Producer Anish Savjani, a regular collaborator since “Meek’s Cutoff,” put Reichardt’s resilience in similar terms. “Kelly has a very distinct vision and an unwavering commitment to seeing it through,” he said. “She’s able to adapt on the fly and add layers without making any compromises.”
Each time, the payoff comes. In “Certain Women,” Fessenden said, “there is that same quiet desperation in her characters that find in the other films: people not quite connecting and feeling left behind by the system.” That yearning owes much to the careful selection of settings, which consumes the bulk of Reichardt’s pre-production process.
With Fessenden’s initial support, Reichardt spent time preparing for “Certain Women” in Montana, Idaho, and Oregon before finally settling on the first option. She spent a lot of time soaking in the vibes of the different places where her stories unfold. “I’d go to the mall and take pictures, see what people are wearing, or just go sit in a coffee shop and see what people were doing,” she said.
That depth of observation often dominates “Certain Women;” like all of Reichardt’s films, it lingers in awkward pauses and characters lost in thought. It’s the same thing that has led some viewers and critics to become restless, complaining about an approach that teeters on the edge of boredom. (“Slightly arid,” asserted The Hollywood Reporter in its “Certain Women” review out of Sundance.) She shrugs off the criticism. “I find the speed of things to be a constant assault,” she said. “So I don’t find the films slow-paced the way they’re always talked about.”
This may help explain why actors pushed into more conventional projects are intrigued by the challenges in Reichardt’s approach. “She looks in between lines where usually people to follow the most obvious ones,” said Kristen Stewart at one Sundance Q&A for “Certain Women.” “She focuses on things that people don’t typically look at.”
Reichardt’s films chronicle a modern vision of the country steeped in missed connections and profound desires that are never fully clarified by the people who experience them. Both sad and profoundly beautiful, her filmography evades forced exposition or histrionic confrontations. “People may go to this experience, let’s say, because they recognize the name of an actor something like that,” Reichardt said. “They expect a narrative that corresponds with the sort of things they consume on a regular basis. They would find something different in that respect.” This can lead to a process of discovery as much as rejection. “It’s not necessarily bad for them,” Reichardt said, “but they might be surprised to find this exposition feels like a different concept of a movie. You don’t need to go from point A to point B in quite the same straightforward way.”
That unorthodox trajectory defines Reichardt’s career as well. You won’t find speculative industry reports about her working on various television projects or potential studio deals that might leak out of meetings around town. She simply doesn’t work that way. When Reichardt knows what she wants to do next, she steadily gets to work on it. She shields herself from the glare of the industry, shrinking away when people try to take her picture at public events and almost never agreeing to television interviews.

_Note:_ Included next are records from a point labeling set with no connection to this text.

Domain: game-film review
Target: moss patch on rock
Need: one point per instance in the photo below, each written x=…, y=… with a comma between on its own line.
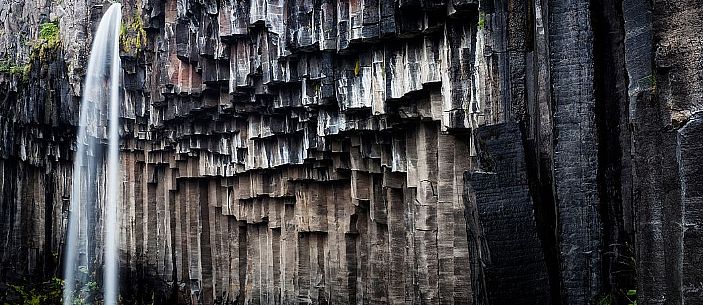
x=133, y=35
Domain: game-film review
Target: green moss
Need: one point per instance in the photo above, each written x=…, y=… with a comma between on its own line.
x=49, y=32
x=48, y=43
x=7, y=67
x=49, y=292
x=133, y=35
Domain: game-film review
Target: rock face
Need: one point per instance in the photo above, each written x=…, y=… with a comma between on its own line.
x=371, y=151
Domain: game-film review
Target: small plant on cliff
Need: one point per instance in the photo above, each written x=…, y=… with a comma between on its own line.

During our Sundance conversation, she requested that some of her more candid observations about the challenges associated with releasing her films remain off the record; later, she emailed to clarify that she didn’t want to talk about her movies in political terms. Reichardt works intuitively, and hopes people see the results on similar terms. “Too much of that trouble-with-the-world talk,” she wrote, “distracts from what I think these stories are getting at.”
“Certain Women” screens at NYFF on October 3 and October 4. IFC Films releases it on October 14.